Flagstar Bancorp (FBC) in Troy, Mich., has taken two steps back and one step forward.

The Treasury Department has put the sale of its stake in Flagstar on hold at the request of the company, an agency spokesman said Wednesday.

The move coincided with a federal judge's ruling that Flagstar will have to pay more than $90 million to a bond insurer for failing to follow its own mortgage-underwriting practices.

Meanwhile, Flagstar announced that it has reached has reached a deal to sell nearly all of its remaining commercial loans in the Northeast. It is part of Flagstar's ongoing effort to reshape its balance sheet.

Treasury on Tuesday had included Flagstar among a group of bank companies it had identified for its latest round of auctions as it winds down the Troubled Asset Relief Program. At $266 million, Treasury's stake in Flagstar would have been the largest investment it has auctioned.

However, the auctions began Wednesday and did not include the Flagstar holdings.

"Flagstar requested to be removed from the auction, and we agreed to do so," said Matthew Anderson, a Treasury spokesman. He declined to comment on the reason for the request or if Treasury plans to include Flagstar in future auctions.

Officials at Flagstar, which has assets of $14.1 billion, declined to comment on the matters beyond their press releases Wednesday. Company shares had fallen nearly 3%, to $15.54 apiece, in late-morning trading.

The court decision was issued Tuesday.

U.S. District Judge Jed Rakoff of the Southern District Court of New York ordered Flagstar to pay $90 million to bond insurer Assured Guaranty Municipal Corp., formerly Financial Security Assurance.

After a 12-day, nonjury trial, Rakoff ruled that Flagstar breached insurance contracts on roughly $1 billion of residential mortgage-backed securities by failing to follow its underwriting guidelines.

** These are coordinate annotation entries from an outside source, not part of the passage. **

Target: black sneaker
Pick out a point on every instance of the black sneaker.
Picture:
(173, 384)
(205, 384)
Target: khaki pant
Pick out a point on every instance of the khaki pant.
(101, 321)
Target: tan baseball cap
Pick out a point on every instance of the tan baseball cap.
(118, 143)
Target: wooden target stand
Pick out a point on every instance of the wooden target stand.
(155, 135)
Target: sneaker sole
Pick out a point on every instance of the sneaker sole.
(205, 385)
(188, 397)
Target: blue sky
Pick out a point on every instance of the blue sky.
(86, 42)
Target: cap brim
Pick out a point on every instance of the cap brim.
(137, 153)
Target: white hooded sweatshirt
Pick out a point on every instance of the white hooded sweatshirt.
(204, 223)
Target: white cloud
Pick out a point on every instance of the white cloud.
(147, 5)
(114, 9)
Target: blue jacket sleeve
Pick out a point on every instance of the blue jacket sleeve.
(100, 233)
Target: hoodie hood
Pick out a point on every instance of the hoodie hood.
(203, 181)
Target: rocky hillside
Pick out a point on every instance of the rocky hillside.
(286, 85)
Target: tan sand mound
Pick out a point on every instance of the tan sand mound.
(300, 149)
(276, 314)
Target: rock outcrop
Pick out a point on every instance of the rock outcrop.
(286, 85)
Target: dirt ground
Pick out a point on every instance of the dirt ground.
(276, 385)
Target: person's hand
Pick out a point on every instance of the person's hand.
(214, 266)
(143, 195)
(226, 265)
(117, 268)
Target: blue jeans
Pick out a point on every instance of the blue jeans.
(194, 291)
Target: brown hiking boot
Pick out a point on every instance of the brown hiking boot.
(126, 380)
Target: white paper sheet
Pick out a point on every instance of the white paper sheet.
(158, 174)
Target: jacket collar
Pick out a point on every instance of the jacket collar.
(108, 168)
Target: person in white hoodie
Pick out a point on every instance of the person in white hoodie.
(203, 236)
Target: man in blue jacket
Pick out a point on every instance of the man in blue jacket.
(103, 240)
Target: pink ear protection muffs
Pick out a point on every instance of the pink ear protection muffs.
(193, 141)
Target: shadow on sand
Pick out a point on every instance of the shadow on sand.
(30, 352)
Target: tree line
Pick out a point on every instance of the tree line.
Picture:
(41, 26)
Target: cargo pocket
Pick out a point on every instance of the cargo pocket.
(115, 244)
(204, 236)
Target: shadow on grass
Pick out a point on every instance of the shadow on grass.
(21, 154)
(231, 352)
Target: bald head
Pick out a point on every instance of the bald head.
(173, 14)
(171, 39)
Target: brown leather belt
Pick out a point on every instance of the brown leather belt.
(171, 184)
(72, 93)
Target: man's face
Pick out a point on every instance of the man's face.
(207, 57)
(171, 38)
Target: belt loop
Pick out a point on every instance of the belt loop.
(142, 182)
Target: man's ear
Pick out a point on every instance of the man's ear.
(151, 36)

Flagstar will have to pay interest, attorney's fees and other costs in addition to the $90 million, Rakoff ruled.

"This ruling is a significant milestone in forcing the banks to honor the contractual commitments they made and have long sought to avoid," Jacob W. Buchdahl, a partner in the New York office of Susman Godfrey LLP, which represented Assured Guaranty, said in a news release.  

Flagstar said in a news release that it "strongly disagrees" with the ruling and intends to appeal.

The loan sale was announced Wednesday. Customers Bank in Pennsylvania has agreed to buy a portfolio of commercial loans for just under $150 million. The portfolio has approximately $151 million outstanding, Flagstar said. Flagstar said it expects to complete most of the loan transfers this quarter.

Flagstar has been selling its Northeast-based commercial loans to focus on its home state of Michigan and its national mortgage business.

Last month Flagstar announced it had agreed to sell $1.2 billion in commercial loans to CIT Bank, a unit of CIT Group, for $779 million. Flagstar will have only $19.3 million of Northeast-based commercial loans on its books after the deal with Customers Bank closes, it said.

"This agreement represents another milestone as we enhance our focus on our community banking operation in Michigan and our national mortgage business," Flagstar Chief Executive Michael Tierney said in a news release. "Going forward, our commercial banking efforts will primarily relate to small business and middle-market companies in Michigan."